After writing the new MEK to OpenBAO, ESS does not start using it immediately. Each ESS pod refreshes its secrets from OpenBAO via the vault-agent sidecar container roughly every 24 hours. Because different pods refresh at different times, there is a default grace period of 48 hours before the new MEK is actively used for encryption.

This grace period prevents a race condition: if pod A picks up the new MEK and uses it to write encrypted data to the database before pod B has refreshed, pod B would be unable to decrypt that data because it still only has the old MEK loaded.

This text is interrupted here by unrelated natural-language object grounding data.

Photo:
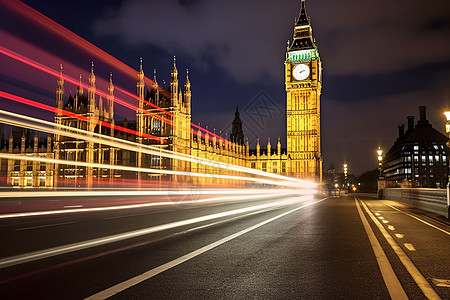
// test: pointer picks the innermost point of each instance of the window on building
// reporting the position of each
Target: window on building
(156, 125)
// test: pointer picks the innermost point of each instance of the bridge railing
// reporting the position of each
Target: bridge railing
(432, 200)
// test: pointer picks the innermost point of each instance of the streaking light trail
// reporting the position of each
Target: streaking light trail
(10, 261)
(73, 115)
(49, 127)
(53, 72)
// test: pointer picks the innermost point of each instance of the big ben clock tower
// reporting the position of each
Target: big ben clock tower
(303, 79)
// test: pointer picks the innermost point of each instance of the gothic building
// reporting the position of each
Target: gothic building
(303, 79)
(163, 120)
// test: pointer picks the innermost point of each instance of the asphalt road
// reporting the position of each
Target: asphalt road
(284, 247)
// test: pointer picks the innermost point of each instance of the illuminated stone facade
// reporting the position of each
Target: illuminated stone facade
(166, 115)
(303, 78)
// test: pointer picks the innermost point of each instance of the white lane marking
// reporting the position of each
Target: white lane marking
(125, 216)
(409, 246)
(10, 261)
(153, 272)
(393, 285)
(423, 284)
(43, 226)
(419, 219)
(441, 282)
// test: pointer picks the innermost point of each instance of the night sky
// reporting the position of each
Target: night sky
(381, 60)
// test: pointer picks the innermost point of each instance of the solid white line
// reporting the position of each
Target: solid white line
(393, 285)
(419, 219)
(43, 226)
(409, 246)
(153, 272)
(423, 284)
(10, 261)
(441, 282)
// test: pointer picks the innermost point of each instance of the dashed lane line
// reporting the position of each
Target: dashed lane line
(409, 246)
(441, 282)
(423, 284)
(153, 272)
(43, 226)
(393, 285)
(419, 219)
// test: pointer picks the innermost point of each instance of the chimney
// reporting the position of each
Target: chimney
(401, 131)
(410, 124)
(423, 115)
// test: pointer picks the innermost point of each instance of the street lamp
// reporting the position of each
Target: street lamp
(380, 161)
(346, 178)
(447, 129)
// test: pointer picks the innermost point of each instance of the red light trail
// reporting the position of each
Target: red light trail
(73, 115)
(50, 71)
(78, 41)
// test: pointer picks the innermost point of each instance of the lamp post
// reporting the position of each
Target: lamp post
(447, 129)
(380, 162)
(381, 180)
(345, 178)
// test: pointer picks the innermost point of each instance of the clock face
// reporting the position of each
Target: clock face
(300, 72)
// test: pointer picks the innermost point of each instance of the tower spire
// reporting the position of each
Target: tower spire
(303, 19)
(302, 32)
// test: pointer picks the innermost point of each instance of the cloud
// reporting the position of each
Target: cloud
(366, 37)
(242, 37)
(247, 38)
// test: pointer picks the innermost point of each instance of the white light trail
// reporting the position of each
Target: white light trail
(150, 192)
(240, 198)
(15, 260)
(49, 127)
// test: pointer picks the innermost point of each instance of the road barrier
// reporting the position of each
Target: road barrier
(432, 200)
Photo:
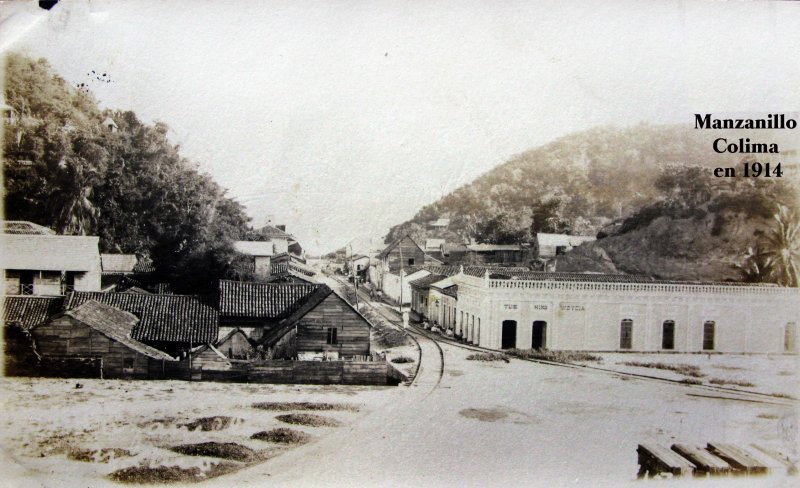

  • Do not remove the old MEK from the keys array as ESS needs the old MEK to decrypt existing NEKs during the transition.
  • During the grace period the old MEK remains the active encryption key; the new MEK is present in the key set but not yet used for writes.
  • After the grace period, ESS switches to the new MEK for all new encryption operations while retaining the old MEK for decrypting previously encrypted data.

Rollback

If the rotation causes issues:

  1. Restore the previous keys, current_kid, jwe_mapping, and private_jwks from the backup (mek_backup.json) taken in Step 1:

    $# Extract original values from backup
    $ORIG_KEYS=$(python3 -c "import json; d=json.load(open('mek_backup.json')); print(d['data']['data']['keys'])")
    $ORIG_KID=$(python3 -c "import json; d=json.load(open('mek_backup.json')); print(d['data']['data']['current_kid'])")
    $ORIG_JWE=$(python3 -c "import json; d=json.load(open('mek_backup.json')); print(d['data']['data']['jwe_mapping'])")
    $ORIG_PRIV=$(python3 -c "import json; d=json.load(open('mek_backup.json')); print(d['data']['data']['private_jwks'])")
    $
    $kubectl exec -n vault-system openbao-server-0 -c openbao -- \
    > sh -c "VAULT_TOKEN=$VAULT_TOKEN bao kv put \
    > services/all/kv/encryption/keys/stored_data \
    > keys='$ORIG_KEYS' \
    > current_kid='$ORIG_KID' \
    > jwe_mapping='$ORIG_JWE' \
    > private_jwks='$ORIG_PRIV'"
  2. Restart ESS to pick up the restored MEK:

    $kubectl rollout restart deployment -n ess ess-api-helm-nvcf-ess-api-deployment
  3. Do not remove the old key from the keys array until the new key has been verified and ESS is healthy.